Adolfo Mexiac Biography

Adolfo Mexiac

Mexican

1927-2019

Biography

Printmaker, muralist, and painter Adolfo Mexiac was born Adolfo Mejía in Cuto de la Esperanza, Michoacán, Mexico, on August 7, 1927. His formal art training began at the Escuela Popular de Bellas Artes, Morelia, where he took courses in painting, and around this time changed his surname to Mexiac. Soon after his time at the Esuela Popular he moved to Mexico City, where he attended the Escuela Nacional de Artes Plásticas, the Escuela Nacional de Pintura, Esculta y Grabado, and took three years of engraving at the Escuela de Artes del Libro in Colonia Roma. Among his mentors were Taller de Gráfica Popular members Pablo O'Higgins, Ignacio Aguirre, Leopoldo Mendez, and Luis Arenal.

Mexiac's work primarily dealt with leftist sociopolitical issues, especially after joining the Taller de Gráfica Popular (TGP) in the 1950s. This would bring him to the forefront of Mexican art in the modern world, and his work often incited controversy due to its pointed anti-colonialist, pro-Indigenous nature. As with several graphic artists of the TGP, his work strove to promote the complete freedom of Mexican expression. In 1953 he briefly joined the faculty of the Instituto Nacional Indigenista (now the Instituto Nacional de los Peublos Indígenas, or INPI) in Chiapas, founded in 1948 to integrate rural indigenous voices into the country's national culture through health and education campaigns. In this capacity he created the visual aids for the teachers and doctors who traveled to remote villages throughout Mexico. He then began a 26-year-long teaching career at the Escuela de Artes Plásticas. Mexiac was also a member of the Salón de la Plástica Mexicana.

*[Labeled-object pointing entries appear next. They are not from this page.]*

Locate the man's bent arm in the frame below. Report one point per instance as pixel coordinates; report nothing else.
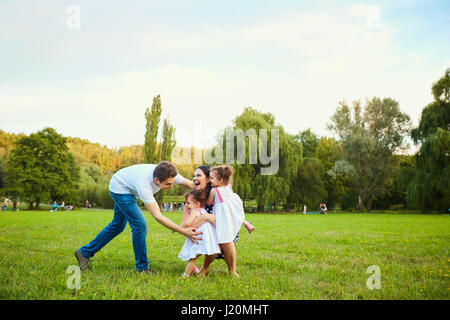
(190, 233)
(188, 183)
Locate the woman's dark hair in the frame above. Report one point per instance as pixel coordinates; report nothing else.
(164, 170)
(224, 172)
(206, 171)
(197, 195)
(208, 187)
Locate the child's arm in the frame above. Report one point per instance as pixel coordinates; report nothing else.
(211, 196)
(189, 220)
(204, 218)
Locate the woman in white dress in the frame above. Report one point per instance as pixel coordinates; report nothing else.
(195, 203)
(229, 213)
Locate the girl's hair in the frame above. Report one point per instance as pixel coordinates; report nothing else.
(224, 172)
(206, 171)
(198, 195)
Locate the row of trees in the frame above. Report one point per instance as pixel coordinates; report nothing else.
(362, 166)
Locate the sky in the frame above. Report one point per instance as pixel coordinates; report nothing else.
(90, 69)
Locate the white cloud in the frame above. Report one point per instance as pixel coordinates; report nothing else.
(296, 66)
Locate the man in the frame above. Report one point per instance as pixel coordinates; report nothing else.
(143, 181)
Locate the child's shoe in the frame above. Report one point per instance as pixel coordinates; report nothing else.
(250, 228)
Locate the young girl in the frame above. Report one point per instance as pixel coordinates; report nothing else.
(228, 211)
(195, 202)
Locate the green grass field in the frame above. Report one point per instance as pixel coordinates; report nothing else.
(287, 257)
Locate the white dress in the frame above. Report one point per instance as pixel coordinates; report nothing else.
(229, 213)
(208, 245)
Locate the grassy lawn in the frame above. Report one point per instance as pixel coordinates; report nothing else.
(288, 257)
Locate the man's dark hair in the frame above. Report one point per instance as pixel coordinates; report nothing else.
(165, 170)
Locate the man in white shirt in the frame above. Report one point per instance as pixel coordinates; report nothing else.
(127, 184)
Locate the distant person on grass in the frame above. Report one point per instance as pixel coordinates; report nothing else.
(323, 209)
(143, 181)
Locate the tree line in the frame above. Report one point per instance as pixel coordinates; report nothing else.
(363, 166)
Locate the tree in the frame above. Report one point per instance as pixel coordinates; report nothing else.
(168, 142)
(152, 117)
(430, 187)
(40, 168)
(310, 141)
(249, 179)
(369, 138)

Throughout his time as an artist and teacher he frequently exhibited in Mexico and internationally, including in Belgium, Japan, Italy, Chile, and the U.S. He created several major murals including at the INPI, the Study Center for State Reform (Centro de Estudio para la Reforma del Estado), and the Palacio Legislativo in Mexico City. In 2002 he created a mural for the University of Colima titled El hombre y la mujer en armonía con su universo (The man and the woman in harmony with the universe) which has become his most well known mural. In 2010 Mexiac held an exhibition at the Alfredo Guati Rojo National Watercolor Museum titled Una reflexión sobre el Bicentenario in honor of the 200th anniversary of Mexico's independence.

Awards and recognition of Mexiac's work include the Casa de las Américas Prize from Cuba (1964); a national homage to the artist presented as a traveling retrospective in 2011, kickstarted at the Museo Nacional de la Estama and which traveled throughout Mexico and Texas; and a documentary film by Othón Salazar about Mexiac titled Libertad de expresión de Adolfo Mexiac in 2010.

Adolfo Mexiac died on October 13, 2019, in Mexico City.